Artificial Intelligence in Health Care Research

Organizers: Xiaofei Wang (Duke)
Chair: Nate Bennett (UCB)
Vice Chair: Shuyen Ho (UCB)

David Carlson (Duke)
Mark Chang (BU)
Rachel Draelos (Duke)


Title: Machine Learning Methods to Learn Improved Electrophysiological Biomarkers in Clinical Trials
Speaker: David Carlson (Duke)

Clinical trials for autism spectrum disorder (ASD) and other conditions frequently utilize electroencephalography (EEG) measurements to track and evaluate neural dynamics. The utility of these measurements is determined by the efficacy of the biomarkers (or features) extracted from the EEG. Novel methods to learn improved biomarkers from clinical trial data can increase our ability to understand how the brain itself is changing during these treatments, enhance statistical power, and enhance clinical relevancy. Towards this end, we first developed a novel deep learning framework that is appropriate for relatively small data size and is interpretable such that it can explain how its predictions are made. Second, a particular challenge in medicine is the “little big data” structure, where we get many total samples, but they only come from a few participants. We model this as a multiple domain generalization problem and introduce a methodological framework to address it To demonstrate the efficacy of the developed approach, we apply the methodology to a recent clinical trial on cord blood infusions in ASD to capture brain differences pre-treatment, 6 months post-treatment, and 12 months post-treatment. We demonstrate that the proposed methodology significantly enhances predictive ability, significantly improving the utility of the measurements. By examining the features, we can visualize how neural changes correlate to treatment stage. These techniques and learned biomarkers are currently being evaluated on a recently completed phase 2 clinical trial.

Title: Artificial Intelligence For Drug Development & Future Health Science
Speaker: Mark Chang (BU)

Artificial intelligence (AI) has been used in drug discovery, molecular design, disease diagnosis and prognosis as discussed in my AI short course for the conference. In this talk, we focus two particular AI application areas: (1) similarity-based AI for clinical trials and precision medicine and (2) artificial general intelligent (AGI) and its implementations in elderly care robots.

We will review the differences among supervised, unsupervised, reinforcement learning, swarms intelligence, and evolutionary learning methods and applications of AI in drug development, precision medicine, and healthcare. Deep learning methods requires big data. However, data from clinical trials are usually small, thus imposes particular challenges in utilizing ANN-based deep learning. We will explain the similarity principle and outline the similarity-based machine learning for both small and big data, and present comparative results.

Unlike narrow AI that accomplishes specific tasks for human, AGI is the study of machines with full scope of human intelligence. We will discuss, from completely new perspectives, key concepts in AGI such as “understanding,” “creativity,” “discovery,” “invention,” and “emotion”. In contract to the mainstream big data approach with built-in languages, the new approach is a sequential, recursive, hierarchical reinforcement learning approach without the requirements of any built-in language or big data. In dealing with population aging issues, several companies have started making elderly care pets; however, the goal of our approach is beyond providing the traditional services, but the emotional companion too.
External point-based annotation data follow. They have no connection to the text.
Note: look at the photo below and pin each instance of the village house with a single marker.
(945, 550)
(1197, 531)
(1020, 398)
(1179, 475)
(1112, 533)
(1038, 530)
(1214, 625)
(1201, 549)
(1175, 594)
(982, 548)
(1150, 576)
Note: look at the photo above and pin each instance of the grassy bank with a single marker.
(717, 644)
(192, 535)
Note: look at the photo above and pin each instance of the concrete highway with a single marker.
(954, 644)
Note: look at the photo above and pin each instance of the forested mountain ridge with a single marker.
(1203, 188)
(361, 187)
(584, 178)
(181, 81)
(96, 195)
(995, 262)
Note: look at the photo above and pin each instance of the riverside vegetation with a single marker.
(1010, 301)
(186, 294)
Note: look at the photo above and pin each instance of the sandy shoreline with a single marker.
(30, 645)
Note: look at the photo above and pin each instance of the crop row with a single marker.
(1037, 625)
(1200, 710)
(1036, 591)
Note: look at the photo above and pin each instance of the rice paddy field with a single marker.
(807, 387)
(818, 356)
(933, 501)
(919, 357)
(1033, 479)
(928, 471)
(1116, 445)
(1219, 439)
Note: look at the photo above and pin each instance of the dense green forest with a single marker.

Title: Machine-Learning-Based Multiple Abnormality Prediction from Large-Scale Volumetric Medical Imaging Data
Speaker: Rachel Draelos (Duke)

Machine learning has the potential to power automated medical image interpretation systems that assist radiologists, accelerate the medical workflow, and benefit patients. Chest computed tomography (CT) scans are volumetric medical images that are widely used to diagnose and manage numerous conditions including cancer, lung diseases, and infections. Although the typical chest CT contains 10±6 different abnormalities, previous work in automated chest CT interpretation has focused on one class of abnormalities at a time, e.g. nodules. Even when successful, these focused models have limited clinical applicability because radiologists are responsible for a multitude of findings in the images. To address this need, we investigate the simultaneous prediction of multiple abnormalities using a single model. We curated and analyzed a chest computed tomography (CT) data set of 36,316 volumes from 19,993 unique patients. To the best of our knowledge this is the largest multiply-annotated volumetric medical imaging data set in the world. To annotate this data set, we developed a rule-based method for automatically extracting high-quality abnormality labels from free-text radiology reports. We use these extracted labels to develop a deep convolutional neural network model for multi-organ, multi-disease classification of whole chest CT volumes. This model reaches a classification performance of AUROC > 0.90 for 18 abnormalities, with an average AUROC of 0.773 for all 83 abnormalities, demonstrating the feasibility of learning from unfiltered whole volume CT data. To facilitate future research in automated chest CT interpretation, we plan to make all 36,316 volumes and labels publicly available pending institutional approval. We hope this work will contribute to the long-term goal of augmented medical image interpretation systems that enhance the radiology workflow and advance patient care.